Use the Exact Data Match Schema and Sensitive Information Type Wizard

Creating a custom sensitive information type with Exact Data Match (EDM) based classification involves many steps. You can use this wizard to create your schema and sensitive information type (SIT) pattern (rule package) files to help simplify the process.

Note

The Exact Data Match Schema and Sensitive Information Type Wizard is only available for the World Wide and GCC clouds only.

This wizard can be used instead of the:

steps in Part 1: Set up EDM-based classification.

Pre-requisites

  1. Familiarize yourself with the steps to create a custom sensitive information type with EDM work flow at a glance.

  2. Perform the steps in Save sensitive data in .csv or .tsv format.

Use the exact data match schema and sensitive information type pattern wizard

  1. In the Microsoft 365 Compliance center for your tenant go to Data classification > Exact data matches.

  2. Choose Create EDM schema to open the schema wizard configuration flyout.

EDM schema creation wizard configuration flyout

  1. Fill in an appropriate Name and Description.

  2. Choose Ignore delimiters and punctuation for all schema fields if you want that behavior. To learn more about configuring EDM to ignore case or delimiters, see Creating a custom sensitive information type with Exact Data Match (EDM) based classification.
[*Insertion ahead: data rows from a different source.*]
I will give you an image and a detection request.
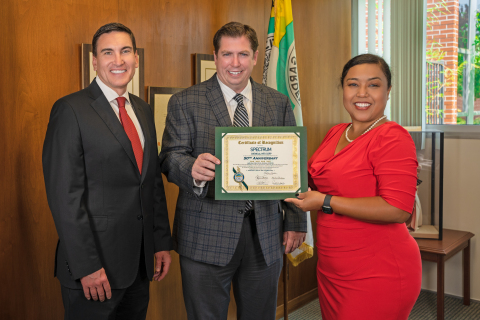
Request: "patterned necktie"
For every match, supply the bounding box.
[117,97,143,174]
[233,93,253,211]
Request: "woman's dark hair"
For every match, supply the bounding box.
[340,53,392,88]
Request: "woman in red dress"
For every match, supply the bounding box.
[286,54,422,320]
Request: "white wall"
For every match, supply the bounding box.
[422,139,480,301]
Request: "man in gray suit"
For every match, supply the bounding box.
[160,22,307,320]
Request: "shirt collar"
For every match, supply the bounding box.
[95,77,130,103]
[217,76,253,102]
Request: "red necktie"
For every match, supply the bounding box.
[117,97,143,174]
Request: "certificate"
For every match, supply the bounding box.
[215,127,308,200]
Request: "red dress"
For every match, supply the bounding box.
[308,121,422,320]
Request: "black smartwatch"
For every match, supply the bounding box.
[322,194,333,214]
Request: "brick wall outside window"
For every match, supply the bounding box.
[427,0,459,124]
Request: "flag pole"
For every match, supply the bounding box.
[283,254,288,320]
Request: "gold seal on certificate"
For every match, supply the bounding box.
[215,127,307,200]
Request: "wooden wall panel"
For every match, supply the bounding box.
[0,0,350,320]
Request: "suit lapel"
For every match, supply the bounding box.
[130,94,151,181]
[206,73,233,127]
[88,80,140,174]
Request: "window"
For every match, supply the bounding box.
[425,0,480,125]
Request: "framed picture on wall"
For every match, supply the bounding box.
[148,87,185,152]
[82,43,145,100]
[195,53,217,84]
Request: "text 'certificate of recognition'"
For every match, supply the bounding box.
[215,127,307,200]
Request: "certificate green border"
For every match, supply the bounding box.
[215,127,308,200]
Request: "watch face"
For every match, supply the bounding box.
[322,206,333,214]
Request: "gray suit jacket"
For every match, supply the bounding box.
[160,75,307,266]
[42,80,171,289]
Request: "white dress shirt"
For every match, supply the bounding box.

  3. Fill in your desired values for your Schema field #1 and add more fields as needed.

Important

At least one, but no more than five of your schema fields must be designated as searchable.

  1. Choose save. Your schema will now be listed.

  2. Choose EDM sensitive info types and Create EDM sensitive info type to open the sensitive info type configuration wizard.

  3. Choose Choose an existing EDM schema and choose the schema you created in steps 2-6 from the list.

  4. Choose Next and choose Create pattern.

  5. Choose the Confidence level and Primary element. To learn more about configuring a pattern, see Create a custom sensitive information type in the Compliance Center

  6. Choose the Primary element's sensitive info type to associate it with. See Sensitive Information Type Entity Definitions to learn more about the available sensitive information types.

  7. Choose Done.

  8. Choose your desired Confidence level and character proximity. This will be the default value for the whole EDM sensitive info type

  9. Choose Create pattern if you want to create additional patterns for your EDM sensitive info type.

  10. Choose Next and fill in a Name and Description for admins.

  11. Review and choose Submit.

You can delete or edit the sensitive information type pattern by selecting it which surfaces the edit and delete controls.

Important

If you want to remove a schema, and it is already associated with an EDM sensitive info type, you must first delete the EDM sensitive info type, then you can delete the schema.

Post creation steps

After you have used this wizard to create your EDM schema and pattern (rule package) files, you still have to perform the steps in Part 2: Hash and upload the sensitive data before you can use the EDM custom sensitive information type.

After verifying that your sensitive information table has correctly been uploaded, you can test that it's working properly.

  1. Open Compliance center > Data classification > Sensitive Information Types.
  2. Select your EDM SIT from the list and then select Test in the flyout pane.
  3. Upload an item that contains data you want to detect, for example create an item that contains some of the data in your sensitive information table. If you used the configurable match feature in your schema to define ignored delimiters, make sure the item includes examples with and without those delimiters.
  4. After the file has been uploaded and scanned, check for matches to your EDM SIT.
  5. If the Test function in the SIT detects a match, check that it is not trimming it or extracting it incorrectly. For example by extracting only a substring of the full string it is supposed to detect, or picking up only the first word in a multi-word string, or including extra symbols or characters in the extraction. See Regular Expression Language - Quick Reference for the regular expression language reference.

Troubleshooting

If you don't find any matches, try the following:

  • Confirm that your sensitive data was uploaded correctly using the commands explained in the guidance for uploading your sensitive data using the EDM tool.
  • Check that the examples you entered in the item are present in your sensitive information table and that the ignored delimiters are correct.
  • Test the SIT you used when you configured the primary element in each of your patterns. This will confirm that the SIT is able to match the examples in the item.
    • If the SIT you selected for a primary element in the EDM type doesn't find a match in the item or finds fewer matches than you expected, check that it supports separators and delimiters that exist in the content. Be sure to include the ignored delimiters defined in your schema.
    • If the Test function does not detect any content at all, check if the SIT you selected includes requirements for additional keywords or other validations. For the built-in SITs, see Sensitive information types entity definitions to verify what the minimum requirements are for matching each type.